Consejos prácticos de viaje para tu viaje por Corea del Sur
- Seúl tiene dos aeropuertos internacionales, ambos situados en la misma línea de metro que conecta con la estación de Seúl: Incheon y Gimpo. Si viajas desde Europa, lo más probable es que aterrices en Incheon, pero mira bien tus billetes de avión, no vaya a ser que acabes en el aeropuerto equivocado como nos pasó a nosotros. El trayecto de Incheon a la estación de Seúl dura una hora.
- La moneda surcoreana se llama won. 1 CHF equivale aproximadamente a 1.080 won.
- Muchas cajeras automáticas no aceptaban nuestra tarjeta Maestro (a pesar de estar activada). En el aeropuerto tuvimos que sacar dinero con Visa, lo cual es desfavorable en cuanto a comisiones. El billete del autobús exprés del aeropuerto al centro de la ciudad también se puede pagar con tarjeta.

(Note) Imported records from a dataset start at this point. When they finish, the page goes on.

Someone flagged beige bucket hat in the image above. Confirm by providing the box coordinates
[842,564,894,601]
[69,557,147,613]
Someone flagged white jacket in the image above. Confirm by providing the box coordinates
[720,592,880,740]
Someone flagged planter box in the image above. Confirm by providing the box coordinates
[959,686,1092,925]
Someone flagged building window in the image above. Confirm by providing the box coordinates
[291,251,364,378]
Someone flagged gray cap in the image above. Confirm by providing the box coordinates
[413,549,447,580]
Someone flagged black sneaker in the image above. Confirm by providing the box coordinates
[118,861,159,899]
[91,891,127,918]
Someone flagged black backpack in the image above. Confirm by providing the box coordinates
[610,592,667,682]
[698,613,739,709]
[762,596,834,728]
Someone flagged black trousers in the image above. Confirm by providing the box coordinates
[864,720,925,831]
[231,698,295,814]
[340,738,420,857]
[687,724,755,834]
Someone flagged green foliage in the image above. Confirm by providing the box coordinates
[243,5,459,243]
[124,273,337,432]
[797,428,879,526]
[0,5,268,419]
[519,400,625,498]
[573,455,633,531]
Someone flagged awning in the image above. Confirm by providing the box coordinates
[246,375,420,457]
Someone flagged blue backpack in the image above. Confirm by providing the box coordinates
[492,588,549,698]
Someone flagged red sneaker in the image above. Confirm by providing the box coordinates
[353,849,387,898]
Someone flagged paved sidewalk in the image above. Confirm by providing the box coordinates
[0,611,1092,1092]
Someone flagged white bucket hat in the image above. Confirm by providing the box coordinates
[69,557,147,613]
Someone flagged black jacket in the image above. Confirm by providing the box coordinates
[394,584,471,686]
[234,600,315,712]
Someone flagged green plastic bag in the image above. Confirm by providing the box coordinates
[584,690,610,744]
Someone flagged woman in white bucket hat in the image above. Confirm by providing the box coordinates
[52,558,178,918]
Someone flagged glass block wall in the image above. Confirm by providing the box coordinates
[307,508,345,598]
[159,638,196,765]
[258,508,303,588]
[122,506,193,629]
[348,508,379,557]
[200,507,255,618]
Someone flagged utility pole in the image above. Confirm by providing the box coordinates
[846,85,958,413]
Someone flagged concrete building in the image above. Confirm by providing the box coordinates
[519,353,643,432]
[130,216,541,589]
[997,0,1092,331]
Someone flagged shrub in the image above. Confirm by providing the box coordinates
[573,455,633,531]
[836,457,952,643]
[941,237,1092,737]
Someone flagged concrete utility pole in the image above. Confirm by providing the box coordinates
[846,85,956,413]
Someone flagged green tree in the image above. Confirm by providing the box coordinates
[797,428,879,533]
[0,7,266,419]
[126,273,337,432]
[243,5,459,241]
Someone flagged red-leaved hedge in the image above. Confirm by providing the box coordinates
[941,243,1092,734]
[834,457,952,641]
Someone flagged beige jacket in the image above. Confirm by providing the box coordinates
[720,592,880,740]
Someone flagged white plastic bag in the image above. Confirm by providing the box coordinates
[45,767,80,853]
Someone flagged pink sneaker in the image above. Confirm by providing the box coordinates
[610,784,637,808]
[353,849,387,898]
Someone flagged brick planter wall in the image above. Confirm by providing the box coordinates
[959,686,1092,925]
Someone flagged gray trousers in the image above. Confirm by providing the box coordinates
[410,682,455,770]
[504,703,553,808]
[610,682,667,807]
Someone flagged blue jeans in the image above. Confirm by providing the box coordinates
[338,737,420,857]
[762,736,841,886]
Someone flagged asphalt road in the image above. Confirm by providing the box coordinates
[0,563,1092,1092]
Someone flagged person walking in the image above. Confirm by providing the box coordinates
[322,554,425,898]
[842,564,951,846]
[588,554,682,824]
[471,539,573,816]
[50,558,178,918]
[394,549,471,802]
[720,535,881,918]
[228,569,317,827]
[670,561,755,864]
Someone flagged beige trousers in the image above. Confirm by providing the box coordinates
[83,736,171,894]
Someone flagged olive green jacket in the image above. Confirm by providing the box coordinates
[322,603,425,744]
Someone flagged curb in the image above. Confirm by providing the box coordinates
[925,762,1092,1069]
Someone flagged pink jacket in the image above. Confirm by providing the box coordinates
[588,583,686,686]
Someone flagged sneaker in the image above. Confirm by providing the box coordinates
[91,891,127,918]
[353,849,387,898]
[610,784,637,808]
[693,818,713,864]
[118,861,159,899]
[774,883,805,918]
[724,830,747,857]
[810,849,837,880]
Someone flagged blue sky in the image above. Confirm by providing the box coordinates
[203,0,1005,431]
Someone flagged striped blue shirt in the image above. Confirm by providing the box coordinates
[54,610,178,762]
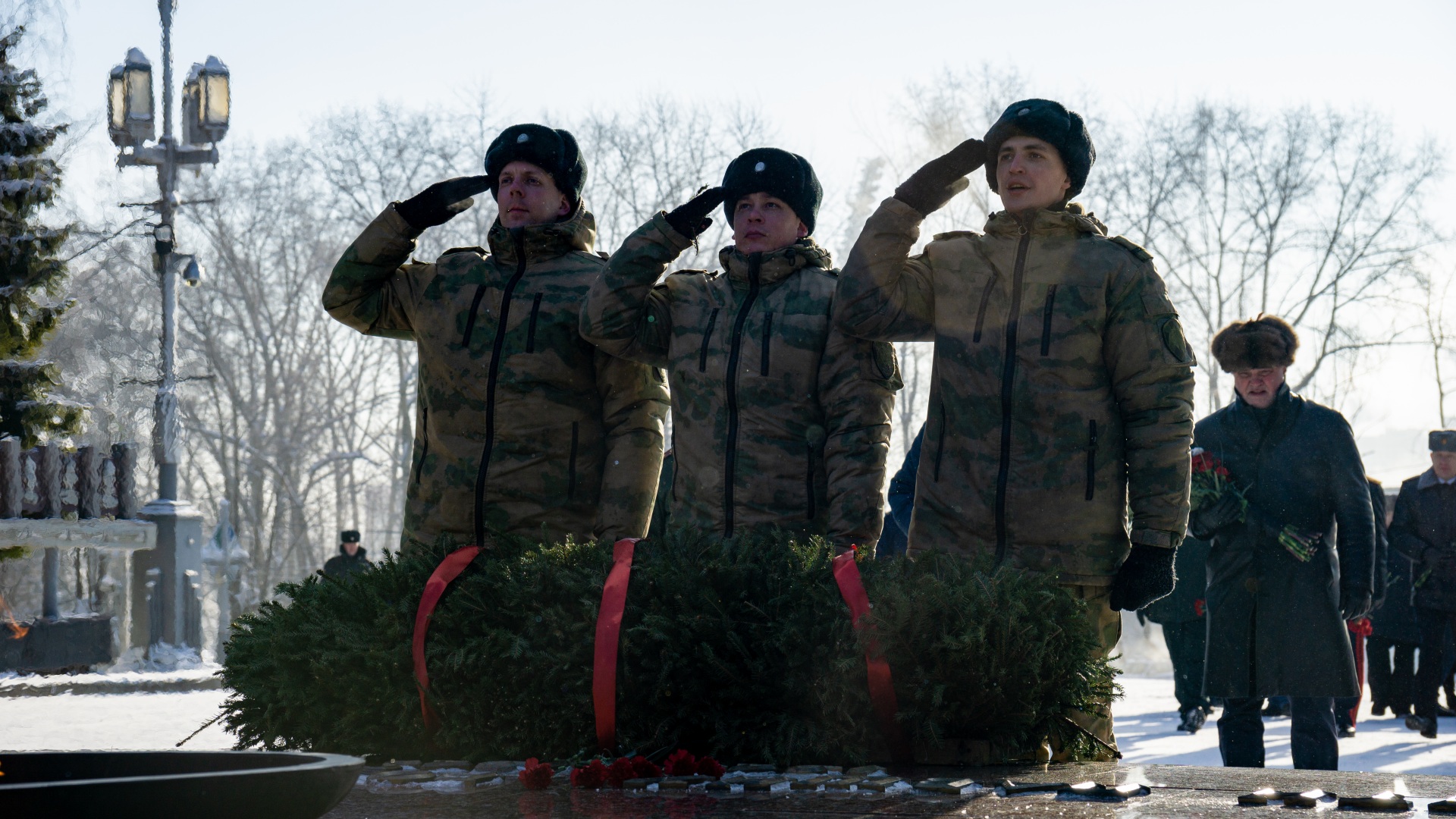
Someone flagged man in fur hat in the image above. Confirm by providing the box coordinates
[1188,315,1376,771]
[834,99,1194,756]
[323,124,667,551]
[1391,430,1456,739]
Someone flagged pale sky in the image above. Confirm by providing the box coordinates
[14,0,1456,481]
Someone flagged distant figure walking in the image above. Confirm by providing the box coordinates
[323,529,373,577]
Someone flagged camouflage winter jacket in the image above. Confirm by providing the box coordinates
[581,214,900,547]
[323,206,667,545]
[836,198,1194,585]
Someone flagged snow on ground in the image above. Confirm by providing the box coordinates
[0,676,1456,775]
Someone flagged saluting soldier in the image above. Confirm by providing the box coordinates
[581,147,900,548]
[834,99,1194,755]
[323,124,667,549]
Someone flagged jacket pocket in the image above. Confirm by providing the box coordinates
[758,313,774,376]
[698,307,718,372]
[932,400,945,481]
[1041,284,1065,353]
[971,270,997,344]
[415,406,429,484]
[804,443,818,520]
[460,283,485,347]
[566,421,581,500]
[1083,421,1097,500]
[526,293,541,353]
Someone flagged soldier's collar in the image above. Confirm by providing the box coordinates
[986,202,1106,236]
[718,237,833,286]
[488,204,597,264]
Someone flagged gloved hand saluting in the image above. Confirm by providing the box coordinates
[1106,544,1178,612]
[667,188,728,239]
[896,140,986,215]
[394,177,491,231]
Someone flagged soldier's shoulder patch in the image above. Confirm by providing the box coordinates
[1108,236,1153,262]
[930,231,980,242]
[440,245,485,258]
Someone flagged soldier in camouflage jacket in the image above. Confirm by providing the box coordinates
[581,149,900,548]
[836,99,1194,758]
[323,125,667,548]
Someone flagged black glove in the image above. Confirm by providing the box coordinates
[667,188,728,239]
[1339,587,1370,623]
[896,140,986,215]
[1106,544,1178,612]
[394,177,491,231]
[1188,493,1244,541]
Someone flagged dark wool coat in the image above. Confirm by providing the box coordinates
[323,544,372,577]
[1391,469,1456,612]
[1194,386,1374,697]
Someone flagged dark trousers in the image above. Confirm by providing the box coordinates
[1219,697,1339,771]
[1163,620,1209,711]
[1415,609,1456,720]
[1366,634,1415,714]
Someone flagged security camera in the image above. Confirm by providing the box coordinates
[182,256,202,287]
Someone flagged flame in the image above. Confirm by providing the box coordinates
[0,595,30,640]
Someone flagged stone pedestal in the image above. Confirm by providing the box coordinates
[131,500,202,648]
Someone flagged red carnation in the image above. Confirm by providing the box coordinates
[663,748,698,777]
[607,756,636,789]
[516,756,556,790]
[571,759,607,789]
[632,754,663,780]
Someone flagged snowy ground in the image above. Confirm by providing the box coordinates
[8,676,1456,775]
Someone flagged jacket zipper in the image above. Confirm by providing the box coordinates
[566,421,581,500]
[804,441,818,520]
[460,281,485,347]
[415,406,429,484]
[971,270,997,344]
[725,253,763,538]
[758,313,774,378]
[1041,284,1057,356]
[526,293,541,353]
[698,307,718,373]
[996,224,1031,563]
[472,228,526,547]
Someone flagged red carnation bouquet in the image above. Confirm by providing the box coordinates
[1191,446,1320,563]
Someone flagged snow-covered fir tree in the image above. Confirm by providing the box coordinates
[0,28,83,447]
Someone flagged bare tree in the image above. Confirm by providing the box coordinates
[1095,103,1443,410]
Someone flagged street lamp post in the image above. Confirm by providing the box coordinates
[106,0,231,648]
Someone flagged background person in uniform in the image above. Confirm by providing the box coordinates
[323,124,667,549]
[875,424,924,557]
[581,147,900,549]
[1190,316,1374,771]
[1391,430,1456,739]
[323,529,372,577]
[1138,538,1213,733]
[836,99,1194,756]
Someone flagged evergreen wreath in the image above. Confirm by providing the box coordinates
[221,531,1117,765]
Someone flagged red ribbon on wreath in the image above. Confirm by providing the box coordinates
[833,549,912,762]
[412,547,481,733]
[592,538,638,751]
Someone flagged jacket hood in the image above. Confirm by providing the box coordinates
[718,237,833,287]
[986,202,1106,236]
[486,204,597,264]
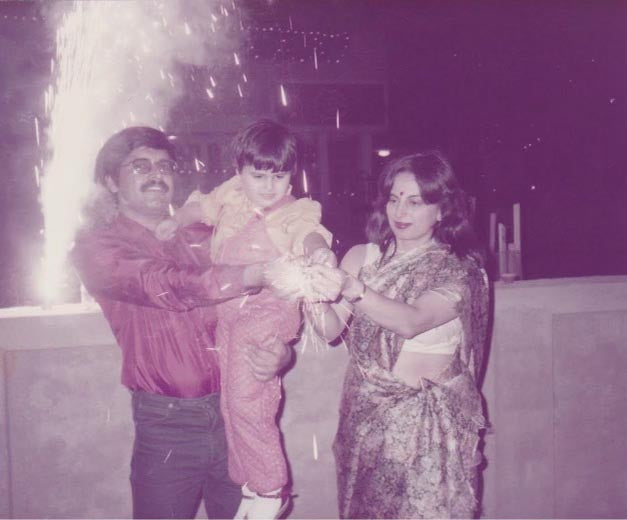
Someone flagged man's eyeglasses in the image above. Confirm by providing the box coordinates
[120,157,178,175]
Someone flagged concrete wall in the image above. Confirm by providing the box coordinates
[0,277,627,518]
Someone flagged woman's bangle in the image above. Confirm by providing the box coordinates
[344,282,368,303]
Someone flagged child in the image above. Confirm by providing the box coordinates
[156,121,336,518]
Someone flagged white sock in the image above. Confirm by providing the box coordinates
[233,484,257,520]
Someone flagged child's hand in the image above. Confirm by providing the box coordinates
[155,217,179,240]
[309,247,337,267]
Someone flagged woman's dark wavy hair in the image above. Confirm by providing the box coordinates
[232,119,298,174]
[95,126,176,186]
[366,150,483,265]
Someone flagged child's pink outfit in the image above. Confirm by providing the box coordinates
[190,176,331,493]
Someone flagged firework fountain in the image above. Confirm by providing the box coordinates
[35,0,239,303]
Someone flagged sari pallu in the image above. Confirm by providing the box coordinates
[333,244,488,518]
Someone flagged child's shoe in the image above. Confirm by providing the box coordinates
[247,488,289,520]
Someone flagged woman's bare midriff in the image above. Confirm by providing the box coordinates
[392,350,453,388]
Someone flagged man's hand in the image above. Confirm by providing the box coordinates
[310,264,346,302]
[244,336,294,382]
[155,217,179,240]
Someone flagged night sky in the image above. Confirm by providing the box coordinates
[0,0,627,306]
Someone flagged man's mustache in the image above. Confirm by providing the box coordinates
[140,181,170,193]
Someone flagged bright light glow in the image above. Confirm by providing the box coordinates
[280,85,287,107]
[312,433,318,460]
[35,0,238,302]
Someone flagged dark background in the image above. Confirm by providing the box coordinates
[0,0,627,306]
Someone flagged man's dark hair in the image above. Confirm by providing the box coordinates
[233,119,298,174]
[95,126,176,186]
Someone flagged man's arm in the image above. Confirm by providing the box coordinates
[72,231,263,311]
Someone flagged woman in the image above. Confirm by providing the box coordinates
[314,152,488,518]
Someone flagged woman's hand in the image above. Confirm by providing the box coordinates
[244,336,293,382]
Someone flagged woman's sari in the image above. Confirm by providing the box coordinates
[333,243,488,518]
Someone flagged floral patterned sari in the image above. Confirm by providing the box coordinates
[333,243,488,518]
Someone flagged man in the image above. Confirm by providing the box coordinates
[72,127,291,518]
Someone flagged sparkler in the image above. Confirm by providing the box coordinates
[303,169,309,193]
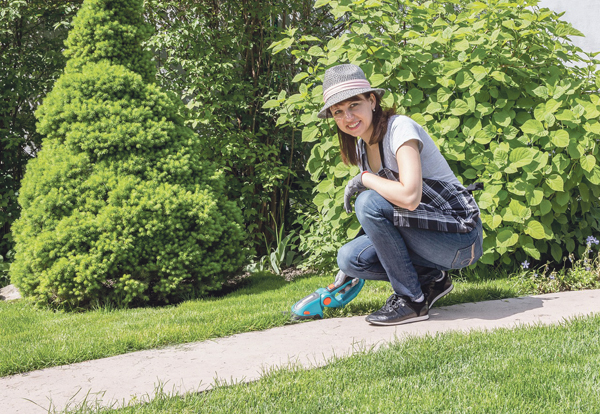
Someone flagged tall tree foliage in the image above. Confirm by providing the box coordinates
[142,0,339,249]
[11,0,246,306]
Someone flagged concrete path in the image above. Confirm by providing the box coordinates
[0,290,600,414]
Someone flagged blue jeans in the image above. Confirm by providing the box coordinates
[337,190,483,300]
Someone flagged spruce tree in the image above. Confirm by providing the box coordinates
[11,0,245,307]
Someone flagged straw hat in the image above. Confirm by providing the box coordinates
[318,64,385,119]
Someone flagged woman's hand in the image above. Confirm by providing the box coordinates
[361,139,423,210]
[344,173,367,214]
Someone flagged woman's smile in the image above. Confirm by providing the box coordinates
[331,95,374,141]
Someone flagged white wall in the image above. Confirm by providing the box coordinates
[538,0,600,52]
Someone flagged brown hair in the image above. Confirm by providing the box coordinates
[329,92,396,165]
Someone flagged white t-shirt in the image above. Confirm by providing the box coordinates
[357,115,462,187]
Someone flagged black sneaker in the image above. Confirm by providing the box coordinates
[365,293,429,325]
[421,270,454,308]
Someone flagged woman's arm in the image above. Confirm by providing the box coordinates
[362,139,423,210]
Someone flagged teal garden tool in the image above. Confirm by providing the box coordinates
[292,279,365,320]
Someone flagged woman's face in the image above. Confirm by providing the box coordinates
[329,94,376,142]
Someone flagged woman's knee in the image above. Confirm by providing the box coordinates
[337,243,354,274]
[354,190,386,223]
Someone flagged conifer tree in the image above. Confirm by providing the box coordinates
[11,0,246,307]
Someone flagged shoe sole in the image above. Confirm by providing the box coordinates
[367,314,429,326]
[429,285,454,309]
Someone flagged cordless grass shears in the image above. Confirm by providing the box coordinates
[292,279,365,320]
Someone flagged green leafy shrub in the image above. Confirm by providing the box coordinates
[265,0,600,266]
[515,236,600,294]
[11,0,246,306]
[145,0,335,255]
[0,0,79,258]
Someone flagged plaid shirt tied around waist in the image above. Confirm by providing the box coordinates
[377,168,479,233]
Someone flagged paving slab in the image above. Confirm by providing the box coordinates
[0,290,600,414]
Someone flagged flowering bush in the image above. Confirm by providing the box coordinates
[518,236,600,293]
[11,0,245,306]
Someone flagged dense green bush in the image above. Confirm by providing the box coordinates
[266,0,600,265]
[145,0,334,254]
[11,0,246,306]
[0,0,81,258]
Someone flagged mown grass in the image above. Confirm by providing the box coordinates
[64,315,600,414]
[0,274,525,376]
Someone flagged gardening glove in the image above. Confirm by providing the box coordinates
[344,173,367,214]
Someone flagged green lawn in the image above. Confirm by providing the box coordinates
[64,315,600,414]
[0,274,524,376]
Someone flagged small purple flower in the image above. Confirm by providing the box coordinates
[585,236,600,246]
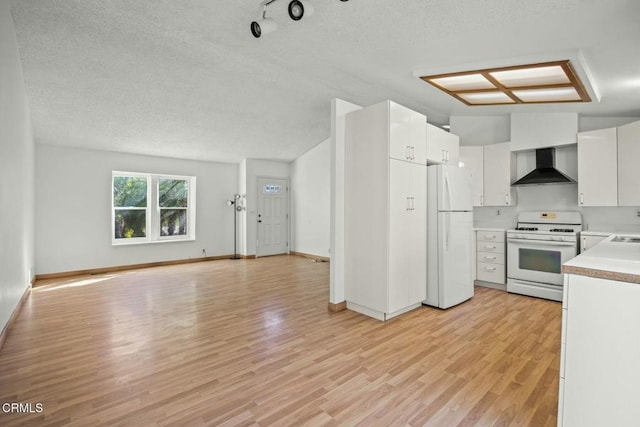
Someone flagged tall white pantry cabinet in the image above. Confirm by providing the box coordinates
[345,101,427,320]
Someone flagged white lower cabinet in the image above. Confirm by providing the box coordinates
[580,231,609,252]
[476,230,506,285]
[558,274,640,427]
[345,102,427,320]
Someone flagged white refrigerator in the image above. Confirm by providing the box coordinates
[424,165,473,308]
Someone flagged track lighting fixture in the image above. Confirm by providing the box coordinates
[289,0,313,21]
[251,0,349,38]
[251,0,278,38]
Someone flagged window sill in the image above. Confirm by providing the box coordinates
[111,237,196,246]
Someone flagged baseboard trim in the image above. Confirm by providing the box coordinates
[474,280,507,291]
[329,301,347,313]
[35,254,240,287]
[0,284,31,350]
[289,251,331,262]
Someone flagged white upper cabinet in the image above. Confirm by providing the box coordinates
[459,145,484,206]
[483,142,518,206]
[426,123,460,166]
[610,121,640,206]
[578,128,616,206]
[389,102,427,165]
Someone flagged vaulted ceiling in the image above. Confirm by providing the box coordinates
[12,0,640,162]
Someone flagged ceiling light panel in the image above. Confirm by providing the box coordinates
[513,87,580,103]
[429,74,495,92]
[457,91,516,105]
[489,65,571,88]
[420,60,591,105]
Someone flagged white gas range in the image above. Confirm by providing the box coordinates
[507,211,582,301]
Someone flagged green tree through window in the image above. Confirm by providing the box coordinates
[113,176,147,239]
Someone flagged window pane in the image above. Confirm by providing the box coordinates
[160,209,187,236]
[113,176,147,208]
[158,179,189,208]
[262,184,280,194]
[114,209,147,239]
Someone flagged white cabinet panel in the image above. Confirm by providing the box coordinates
[558,275,640,427]
[475,230,507,285]
[426,124,460,166]
[618,121,640,206]
[388,102,427,165]
[460,146,484,206]
[578,128,616,206]
[580,232,608,252]
[345,101,427,320]
[484,142,517,206]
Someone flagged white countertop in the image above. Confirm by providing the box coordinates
[562,233,640,283]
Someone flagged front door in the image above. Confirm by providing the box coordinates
[256,178,289,256]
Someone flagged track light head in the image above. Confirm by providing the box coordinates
[251,18,278,38]
[289,0,313,21]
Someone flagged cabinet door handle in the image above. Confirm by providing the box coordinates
[407,196,416,211]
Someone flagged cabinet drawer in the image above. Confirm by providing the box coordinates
[478,231,504,242]
[476,252,504,265]
[477,262,505,285]
[476,240,504,254]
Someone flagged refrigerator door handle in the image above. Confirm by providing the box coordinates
[443,171,451,211]
[444,213,451,251]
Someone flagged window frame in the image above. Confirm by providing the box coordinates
[111,171,196,246]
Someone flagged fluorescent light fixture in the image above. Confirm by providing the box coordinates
[489,65,571,87]
[458,91,516,105]
[431,74,495,91]
[420,60,591,105]
[513,87,580,102]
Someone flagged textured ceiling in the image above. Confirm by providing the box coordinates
[7,0,640,162]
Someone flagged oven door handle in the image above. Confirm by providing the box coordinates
[507,239,576,246]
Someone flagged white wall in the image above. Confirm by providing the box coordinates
[329,98,362,304]
[36,144,238,274]
[0,1,35,331]
[238,159,291,255]
[449,115,511,145]
[291,139,331,257]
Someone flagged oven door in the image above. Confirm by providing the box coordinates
[507,237,576,286]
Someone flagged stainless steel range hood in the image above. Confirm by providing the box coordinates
[511,147,576,186]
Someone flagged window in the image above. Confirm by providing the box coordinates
[111,172,196,245]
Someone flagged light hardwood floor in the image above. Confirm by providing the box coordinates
[0,256,562,426]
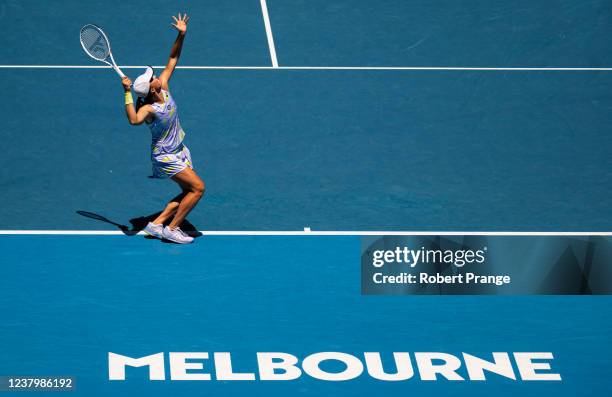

- Por las estancias descritas en el artículo (7 noches en habitación doble con baño) pagamos un total de 565 CHF. En Seúl habíamos reservado la estancia sin desayuno. En Gyeongju y Busan, el desayuno estaba incluido. Recomiendo encarecidamente los tres alojamientos reservados y enlazados en el artículo.
- La clásica ruta circular de una semana por Corea del Sur Seúl-Gyeongju-Busan se puede hacer fácilmente en tren. Compramos billetes sencillos. Según el itinerario, el Korail Pass ofrece mejor relación calidad-precio. Pagamos en total 113.200 won por persona por la ruta Seúl-Gyeongju-Busan-Seúl (unos 106 CHF).
- Para usar los autobuses urbanos y las líneas de metro, merece la pena comprar la tarjeta Tmoney (o Cashbee), ya que es muy práctica y se puede utilizar en todas las ciudades. La tarjeta cuesta 2.500 won y luego puede recargarse de forma flexible en cualquier estación de metro o en tiendas 7-Eleven. Utilizamos la tarjeta tanto en Seúl como en Gyeongju y Busan. Los importes restantes de los billetes superiores a 500 won también se reembolsan al final del viaje.
- La página en alemán de Visit Korea ofrece mucha información sobre los distintos lugares de interés. Además de los horarios de apertura, también describe cómo llegar en transporte público (incluidos los números de autobús).